The British establishment was rocked this week by shock allegations that Prime Minister David Cameron once placed his flaccid member in the mouth of a dead pig whilst attending a university dining function in the mid 1980s.
These suggestions, made by a former friend and colleague who is in no way making a bitter headline grab to pimp a new book, have gripped the nation, but we can exclusively reveal that the pig in question is not dead but living quietly on a farm near Yeovil, Somerset, and who agreed to speak out on condition of anonymity.
“I don’t see what all the fuss is about. ” He told us. “I mean, Christ, I’m the one who had Dave’s elephantine p***s placed gently in my mouth and you don’t see me bitching about it, do you?”
He continued by adding: “Why do people have to make something beautiful seem so dirty?

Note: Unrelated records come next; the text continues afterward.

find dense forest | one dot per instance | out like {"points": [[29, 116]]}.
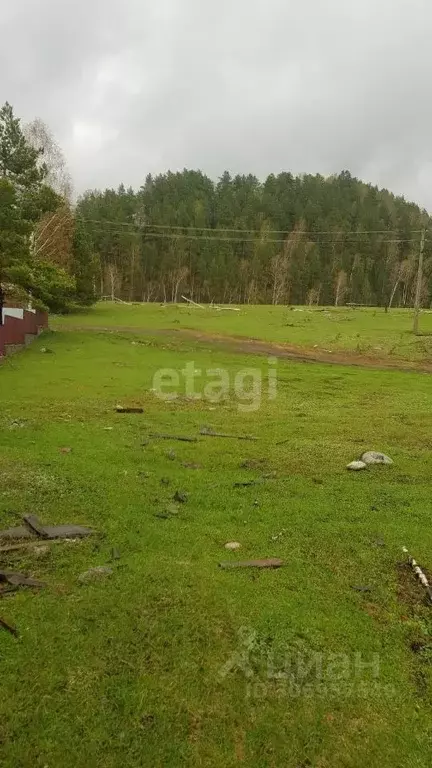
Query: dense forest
{"points": [[286, 240], [297, 240], [46, 257]]}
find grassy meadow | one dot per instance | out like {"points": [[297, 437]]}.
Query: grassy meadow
{"points": [[365, 331], [170, 660]]}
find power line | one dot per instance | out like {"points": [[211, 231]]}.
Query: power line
{"points": [[217, 238], [247, 231]]}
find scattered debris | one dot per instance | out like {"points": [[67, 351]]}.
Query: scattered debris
{"points": [[9, 627], [373, 457], [170, 511], [253, 464], [34, 528], [182, 438], [209, 432], [17, 424], [272, 562], [356, 466], [194, 304], [278, 535], [419, 573], [99, 571], [19, 580], [8, 591], [128, 409], [245, 484], [41, 549], [31, 545]]}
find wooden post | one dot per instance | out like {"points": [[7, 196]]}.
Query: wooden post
{"points": [[419, 284]]}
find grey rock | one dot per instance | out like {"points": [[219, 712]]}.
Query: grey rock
{"points": [[99, 571], [356, 466], [374, 457]]}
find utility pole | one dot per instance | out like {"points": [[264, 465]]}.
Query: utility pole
{"points": [[419, 283]]}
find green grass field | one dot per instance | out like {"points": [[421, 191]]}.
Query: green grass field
{"points": [[370, 332], [172, 661]]}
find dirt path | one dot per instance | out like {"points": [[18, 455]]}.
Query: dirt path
{"points": [[244, 345]]}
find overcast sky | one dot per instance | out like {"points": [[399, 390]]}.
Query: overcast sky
{"points": [[137, 86]]}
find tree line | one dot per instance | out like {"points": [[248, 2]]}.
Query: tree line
{"points": [[46, 256], [288, 240]]}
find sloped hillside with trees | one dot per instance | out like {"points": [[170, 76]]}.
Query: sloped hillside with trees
{"points": [[45, 255], [304, 239]]}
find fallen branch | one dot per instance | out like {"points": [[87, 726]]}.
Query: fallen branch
{"points": [[161, 436], [419, 573], [35, 526], [52, 532], [193, 302], [19, 580], [9, 627], [272, 562], [208, 432], [121, 409], [31, 545]]}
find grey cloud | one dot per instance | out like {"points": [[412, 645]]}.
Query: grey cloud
{"points": [[142, 86]]}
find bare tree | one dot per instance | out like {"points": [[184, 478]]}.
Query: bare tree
{"points": [[341, 287], [58, 177]]}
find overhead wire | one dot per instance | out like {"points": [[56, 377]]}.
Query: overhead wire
{"points": [[333, 232], [218, 238]]}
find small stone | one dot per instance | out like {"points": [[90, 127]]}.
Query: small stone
{"points": [[97, 572], [374, 457], [355, 466], [180, 496], [171, 509], [41, 550]]}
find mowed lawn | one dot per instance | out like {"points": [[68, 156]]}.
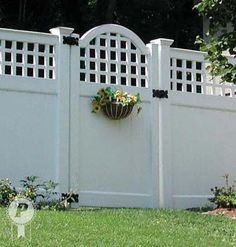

And surely it’s no worse than the Labour Party putting their k**bs in the willing mouths of the Trade Unions every thirty seconds.”
“Christ, just look at any British public school; you take a bunch of semi-inbred adolescent toffs and stick them in a glorified gulag for five years and you’d be amazed where their penises end up. My friend Corkscrew didn’t get his nickname from his love of wine. you know. If we start holding that s**t against people then there’s going to be an awful lot of folk who went to Harrow and Eton getting real nervous, real fast.”
When asked how things were left with the Prime Minister after the night in question the Pig told me:
“Me and big D stayed friends for a while, but we just drifted apart. It’s sad, but, well, I guess it happens.”
The Prime Minister was unavailable for comment at this time.